I am developing web applications that need to show to the user tables of a database. So you can think of it as objects that need some kind of view (or other operations). The generic method for doing this is:

# some class method
    @managed
    @secure
    def view (self, id, **kwargs):
        entry = self._getEntry (id)
        tpl_vars = self._fillViewTemplate (entry)
        tpl = self.ViewEntry (searchList=[tpl_vars])
        return str (tpl)

This method has two decorators @managed which means this is a method visible as a webpage - the returning string will be dumped in the browser - and a @secure which means that to access this method you need some kind of permission.

Now the interesting part comes in the core of the method, we have the generic way of how a view method should be defined:

  1. get the object from the database: self._getEntry (id)
  2. get the view associated with this object: tpl = self.ViewEntry (searchList=[tpl_vars])
  3. return the rendered view: return str (tpl)

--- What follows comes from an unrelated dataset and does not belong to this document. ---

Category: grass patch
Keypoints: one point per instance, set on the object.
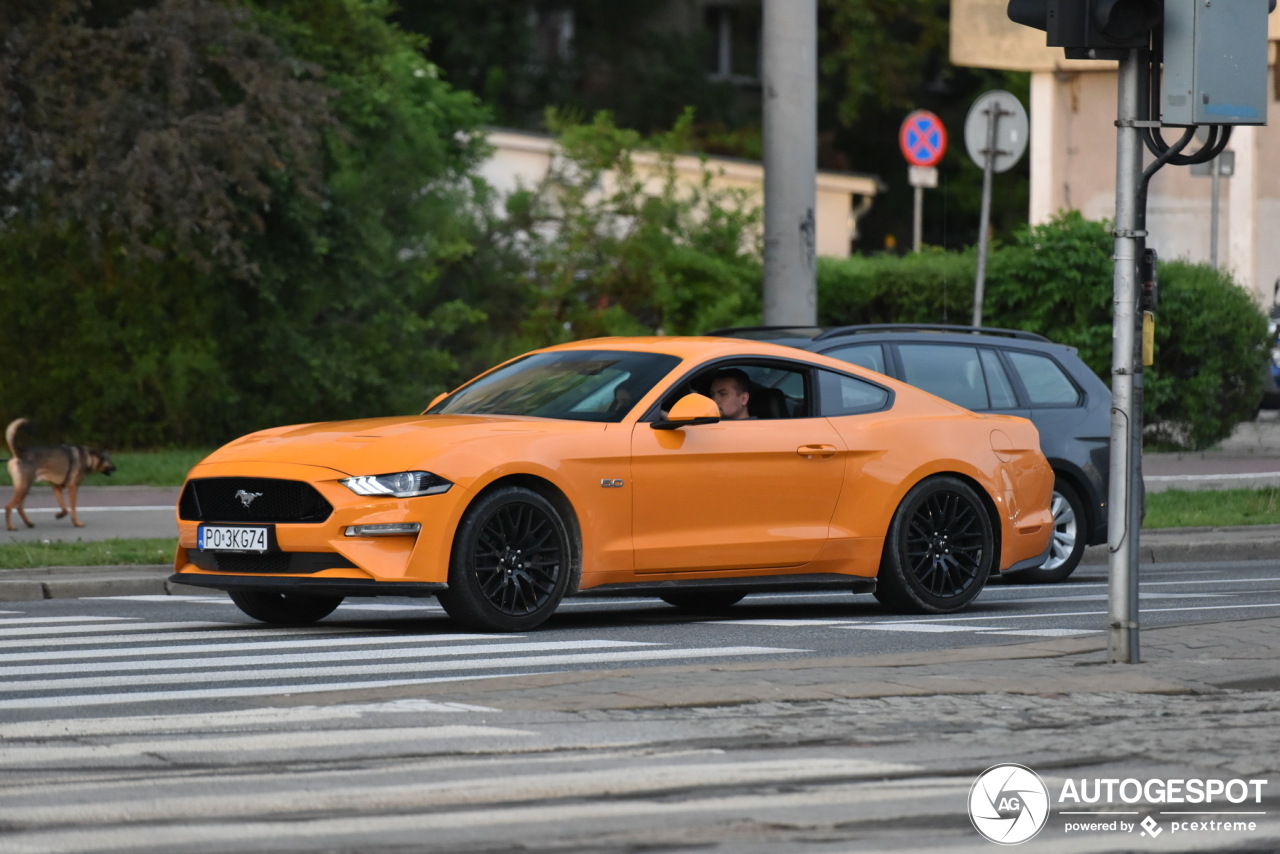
(28, 556)
(1212, 507)
(140, 469)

This is a generic method that depends on a few existing methods on the class it is defined:

  • _getEntry: a method that returns the object that the "user" wants to view
  • _fillViewTemplate: a method that returns a number of variables that is going to be used in the object view
  • ViewEntry: returns a rendered webpage that shows your object

Now image we have a view, delete, edit and create. One could easely create an extended that just needed to define the methods that they depend. The problem starts when you just need one of these methods, extending the class would mean you would've inherited all the methods the parent class has. To correct this we can create callable components that act just as real methods.

from peak.api import *
ViewEntryTemplate = PropertyName ("mypackage.templates.ViewEntryTemplate")
class ViewMethod (binding.Component):
    _getEntry = binding.Obtain ("../_getEntry")
    _fillTemplate = binding.Obtain ("../_fillViewTemplate")
    ViewEntry = binding.Obtain (ViewEntryTemplate)
    @managed
    @secure
    def __call__ (self, id, **kwargs):
        entry = self._getEntry (id)
        tpl_vars = self._fillViewTemplate (entry)
        tpl = self.ViewEntry (searchList=[tpl_vars])
        return str (tpl)

To use this component is easy:

class MyApp (binding.Component):
    view = binding.Make (ViewMethod)
    def _getEntry (self, id):
        """We should return an entry here"""
    def _fillViewTemplate (self, entry):
        """We should return a list of variables to be used in the template here"""
        return {}

Now to use this method your class needs to offer: a _getEntry and _fillViewTemplate methods (just as before) but you managed to decouple the ViewEntry variable, which is related to the ViewMethod alone. We are also using a property to define the template, so it can be defined in the configuration of your application.

Summing it all up, we were able to provide greater flexibility, removed some unneeded variables (ViewEntry) from our base class and can now use just the needed methods.